Men’s sprint hurdles
The race of the day on paper was the men’s 110m hurdles. It was a straight battle between the 2012 Olympic champion, Aries Merritt (USA) and the 2018 World Indoor champion, Andrew Pozzi (GB). Unfortunately, the Polish athlete, Damian Czykier, had not read the script. Instead of running a courageous race and settling for third place, the Pole, who had been in the 2016 Olympics, the 2017 World Championships and the 2018 World Indoor Championships, without making the final in any of them, started well, carried on and won the race.
Pozzi lost his rhythm entirely, hitting several hurdles. Merritt had such a clear lead that the race seemed over, until he hit a hurdle so hard that he almost stopped. The full result was:
1 Damian Czykier (Poland) 13.67
2 David King (GB) 13.83
3 Andrew Pozzi (GB) 13.90
4 Aries Merritt (USA) 14.34
A clearly delighted Czykier commented: “This is a day that I will remember! I will be laughing with my friends and colleagues about what happened tonight when I’d beat such great hurdle runners.
Asked about how the race went, he replied: “This is the hurdles and this is the beauty of the discipline, because anything can happen. Tonight I was the one who kept calm during the race. My tactic was to run clean with no mistakes and not worry too much because this is a street race where anything can happen. This is a special track and sometimes the surface can be not very good. On this surface you always need to be looking out.

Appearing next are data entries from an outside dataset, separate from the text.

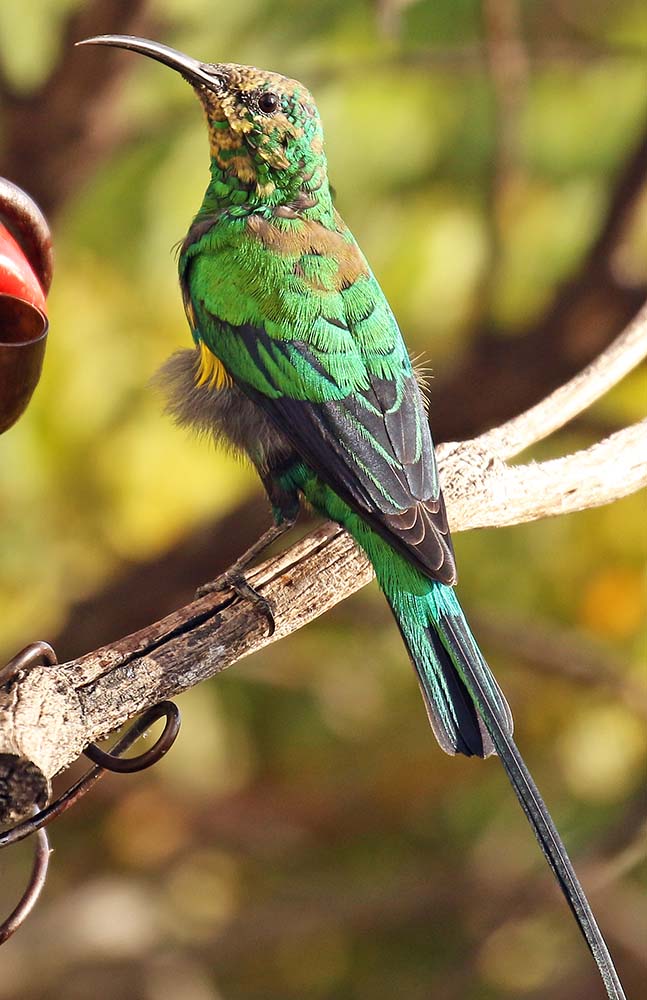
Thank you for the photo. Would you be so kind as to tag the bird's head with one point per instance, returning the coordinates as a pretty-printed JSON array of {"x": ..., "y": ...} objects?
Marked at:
[{"x": 264, "y": 129}]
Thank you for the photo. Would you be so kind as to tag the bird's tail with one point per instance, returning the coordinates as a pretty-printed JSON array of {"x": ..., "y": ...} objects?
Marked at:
[{"x": 470, "y": 715}]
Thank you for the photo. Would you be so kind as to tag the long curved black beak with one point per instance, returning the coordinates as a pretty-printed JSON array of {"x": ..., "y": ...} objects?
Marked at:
[{"x": 193, "y": 71}]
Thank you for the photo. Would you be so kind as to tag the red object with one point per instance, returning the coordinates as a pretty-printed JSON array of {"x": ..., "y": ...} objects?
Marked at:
[{"x": 16, "y": 274}]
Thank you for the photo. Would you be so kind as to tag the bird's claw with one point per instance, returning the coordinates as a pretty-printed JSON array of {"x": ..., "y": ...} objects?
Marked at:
[{"x": 240, "y": 585}]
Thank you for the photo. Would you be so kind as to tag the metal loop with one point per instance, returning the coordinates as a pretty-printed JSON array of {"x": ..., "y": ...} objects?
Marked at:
[
  {"x": 113, "y": 761},
  {"x": 42, "y": 653},
  {"x": 36, "y": 654},
  {"x": 70, "y": 797},
  {"x": 34, "y": 888}
]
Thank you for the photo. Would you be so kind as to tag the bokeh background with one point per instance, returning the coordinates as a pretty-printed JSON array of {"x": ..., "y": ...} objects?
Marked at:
[{"x": 306, "y": 837}]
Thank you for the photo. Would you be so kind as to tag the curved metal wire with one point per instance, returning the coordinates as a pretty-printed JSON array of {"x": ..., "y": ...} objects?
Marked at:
[
  {"x": 106, "y": 762},
  {"x": 41, "y": 653},
  {"x": 34, "y": 888},
  {"x": 35, "y": 654}
]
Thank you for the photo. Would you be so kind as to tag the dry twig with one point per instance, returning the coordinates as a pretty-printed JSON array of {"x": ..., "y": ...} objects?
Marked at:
[{"x": 49, "y": 715}]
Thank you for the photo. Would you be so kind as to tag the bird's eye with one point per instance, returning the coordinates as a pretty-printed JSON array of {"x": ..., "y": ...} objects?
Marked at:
[{"x": 268, "y": 102}]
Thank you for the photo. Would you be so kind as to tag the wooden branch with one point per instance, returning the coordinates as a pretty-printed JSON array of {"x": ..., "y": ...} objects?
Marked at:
[
  {"x": 621, "y": 357},
  {"x": 50, "y": 714}
]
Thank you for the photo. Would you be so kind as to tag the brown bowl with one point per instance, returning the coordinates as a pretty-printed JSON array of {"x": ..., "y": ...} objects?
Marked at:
[{"x": 23, "y": 335}]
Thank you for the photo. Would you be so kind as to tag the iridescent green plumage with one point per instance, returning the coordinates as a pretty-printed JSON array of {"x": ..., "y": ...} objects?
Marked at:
[{"x": 300, "y": 364}]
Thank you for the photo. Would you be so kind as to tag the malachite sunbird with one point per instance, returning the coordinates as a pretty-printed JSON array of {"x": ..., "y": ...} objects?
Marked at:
[{"x": 299, "y": 364}]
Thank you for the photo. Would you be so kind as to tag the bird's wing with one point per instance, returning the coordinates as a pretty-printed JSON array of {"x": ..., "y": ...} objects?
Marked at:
[{"x": 331, "y": 370}]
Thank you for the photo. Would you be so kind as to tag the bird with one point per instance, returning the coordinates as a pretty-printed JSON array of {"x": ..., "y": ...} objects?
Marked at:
[{"x": 299, "y": 363}]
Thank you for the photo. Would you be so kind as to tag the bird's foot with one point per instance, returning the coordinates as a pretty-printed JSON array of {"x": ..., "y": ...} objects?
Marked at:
[{"x": 233, "y": 579}]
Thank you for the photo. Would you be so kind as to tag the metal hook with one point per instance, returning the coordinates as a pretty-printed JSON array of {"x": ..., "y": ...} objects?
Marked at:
[
  {"x": 30, "y": 656},
  {"x": 34, "y": 888},
  {"x": 165, "y": 709},
  {"x": 35, "y": 654}
]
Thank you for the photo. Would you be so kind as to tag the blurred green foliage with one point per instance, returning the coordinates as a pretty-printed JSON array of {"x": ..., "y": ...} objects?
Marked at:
[{"x": 306, "y": 838}]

“This was my first street race and it was great, it was perfect. I love having the contact with people because you’re so close to them. You can see their faces and hear them cheering. In the stadium, there is a much bigger distance to the audience”.
Andrew Pozzi admitted that he had failed to deal with the unfamiliar surface: “It was carnage. It was a really strange one. It’s tough not to blame the surface but I kept missing a step. Every time I was coming down on the ground it was feeling very soft and I was not getting anything back. I felt I had a bit of a surge around hurdle three and was moving through a bit. Then I got so close on a hurdle and I wasn’t taking off very well. I know it sounds like a cop out but it was just a strange one. I was getting really close to all the hurdles and in the end nearly wore one.
“Even in warm up I had real problems with the surface. The track is on a stage, completely hollow underneath. It even sounds different”.
One athlete’s disappointment is another one’s joy. The result may not have been what was expected but it certainly made for an exciting race.